In a joint statement the three inter-church bodies expressed appreciation for the various governments and aid agencies providing assistance to people fleeing the conflict in Libya, but added that the response needs to be broadened “to provide aid and protection to refugees, migrant workers and other people at risk, and to enhance efforts to find peaceful and just solutions to the crisis in Libya.”
They said the specific needs to be addressed immediately involve protection and assistance for those who cannot return to their homes, and keeping borders open so people can flee from conflict areas.
The comments come as doubts grow over the scope, remit and effectiveness of Western intervention in what has effectively become a civil war in Libya.
The full text of the statement reads as follows:
"The humanitarian situation in Libya and on its borders remains a serious concern. As attacks and armed conflicts continue in Libya, untold numbers of people are at risk. Increasing numbers of people flee to neighbouring countries in the Mediterranean, including Turkey, Malta and Italy. It is also a matter of concern that refugees, particularly from Somalia and Eritrea, who sought safety in Libya or were there in transit, are also now seeking safe haven.
"A word of appreciation is due to various governments and agencies for assistance they extend to the large numbers of foreign migrant workers who have fled from Libya to Egypt and Tunisia, and for the concerted efforts to repatriate them to their countries of origin.
"The World Council of Churches, together with the Conference of European Churches and the Churches' Commission for Migrants in Europe, stands in solidarity with North African and European churches and congregations that have opened their doors to people displaced by the crisis.
"A wide circle of the international community is demonstrating concern for the crisis and its outcome. We call on them to broaden their response by willingly sharing the responsibility to provide aid and protection to refugees, migrant workers and other people at risk, and to enhance efforts to find peaceful and just solutions to the crisis in Libya.

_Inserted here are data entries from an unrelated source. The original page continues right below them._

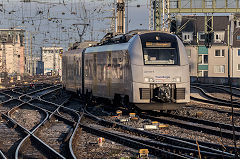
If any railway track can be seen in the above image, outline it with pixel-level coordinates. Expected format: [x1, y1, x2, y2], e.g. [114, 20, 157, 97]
[191, 86, 240, 108]
[0, 86, 77, 158]
[139, 112, 240, 140]
[0, 83, 238, 158]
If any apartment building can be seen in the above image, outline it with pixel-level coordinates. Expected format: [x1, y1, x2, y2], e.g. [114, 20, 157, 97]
[41, 47, 63, 76]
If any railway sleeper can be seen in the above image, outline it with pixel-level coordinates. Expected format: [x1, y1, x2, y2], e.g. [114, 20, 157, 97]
[82, 114, 234, 157]
[80, 124, 193, 158]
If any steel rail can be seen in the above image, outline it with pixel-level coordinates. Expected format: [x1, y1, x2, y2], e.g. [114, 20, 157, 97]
[139, 114, 240, 139]
[80, 124, 194, 158]
[85, 108, 233, 157]
[191, 86, 240, 108]
[156, 112, 240, 132]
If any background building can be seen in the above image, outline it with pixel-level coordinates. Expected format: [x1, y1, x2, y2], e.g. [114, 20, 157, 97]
[0, 29, 25, 75]
[176, 15, 240, 77]
[41, 47, 63, 76]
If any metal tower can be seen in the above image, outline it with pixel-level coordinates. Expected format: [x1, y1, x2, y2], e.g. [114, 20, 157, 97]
[116, 0, 125, 34]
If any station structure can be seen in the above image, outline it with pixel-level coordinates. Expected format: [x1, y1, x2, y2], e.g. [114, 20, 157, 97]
[149, 0, 240, 77]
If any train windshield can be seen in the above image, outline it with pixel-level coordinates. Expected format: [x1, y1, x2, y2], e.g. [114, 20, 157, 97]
[143, 42, 178, 65]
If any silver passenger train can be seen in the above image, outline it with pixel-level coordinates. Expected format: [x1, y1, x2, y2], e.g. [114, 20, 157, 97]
[62, 31, 190, 110]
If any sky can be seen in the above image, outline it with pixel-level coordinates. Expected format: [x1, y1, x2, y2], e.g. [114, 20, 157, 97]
[0, 0, 149, 54]
[0, 0, 236, 54]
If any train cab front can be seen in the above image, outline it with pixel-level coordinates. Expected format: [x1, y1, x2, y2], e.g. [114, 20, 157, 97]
[129, 33, 190, 110]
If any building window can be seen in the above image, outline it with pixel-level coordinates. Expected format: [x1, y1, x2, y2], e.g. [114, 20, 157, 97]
[214, 31, 225, 43]
[186, 49, 191, 57]
[214, 65, 225, 73]
[198, 55, 208, 64]
[182, 32, 193, 42]
[215, 49, 225, 57]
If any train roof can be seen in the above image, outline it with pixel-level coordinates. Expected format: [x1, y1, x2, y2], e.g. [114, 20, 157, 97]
[98, 30, 175, 45]
[63, 48, 84, 54]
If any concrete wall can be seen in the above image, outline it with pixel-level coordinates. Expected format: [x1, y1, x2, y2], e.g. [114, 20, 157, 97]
[41, 47, 62, 76]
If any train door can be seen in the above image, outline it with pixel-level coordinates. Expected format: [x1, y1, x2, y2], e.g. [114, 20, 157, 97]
[92, 54, 98, 95]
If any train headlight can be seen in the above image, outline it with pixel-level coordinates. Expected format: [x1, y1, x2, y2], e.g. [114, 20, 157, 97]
[173, 77, 181, 82]
[144, 77, 150, 82]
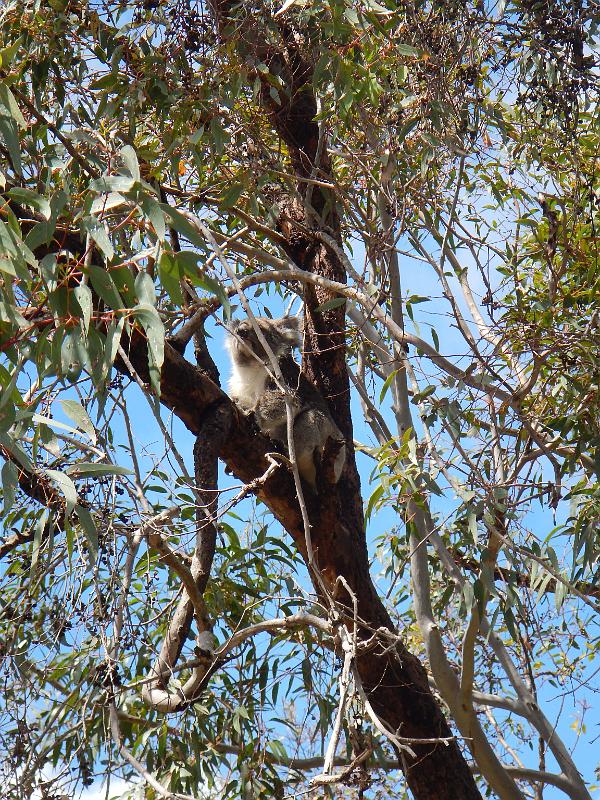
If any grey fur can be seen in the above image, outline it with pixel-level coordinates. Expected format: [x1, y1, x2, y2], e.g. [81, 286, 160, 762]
[227, 317, 346, 489]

"It is our considered opinion that the following specific needs to be addressed with immediate effect:
"Offering protection and assistance for the thousands of people who cannot return to their homes and countries;
"Keeping open the borders of Libya’s neighbours in North Africa and Europe for migrants and people fleeing from conflict areas;
"Increasing international support to UNHCR, the International Committee of the Red Cross and national Red Cross and Red Crescent societies to assist persons in need of safety, shelter and food;
"For member states of the European Union to respond positively to the initiative of the European Commissioner for Migration and Security, to resettle refugees and displaced persons from the region and to relocate asylum applicants from Malta, Italy and Greece to other EU member states; and
"For the governments involved in the crisis to work through the United Nations to promote a negotiated settlement of the conflict in Libya, to work for post-conflict solutions that serve the legitimate interests of all the people of Libya and to avoid further loss of life in the meantime."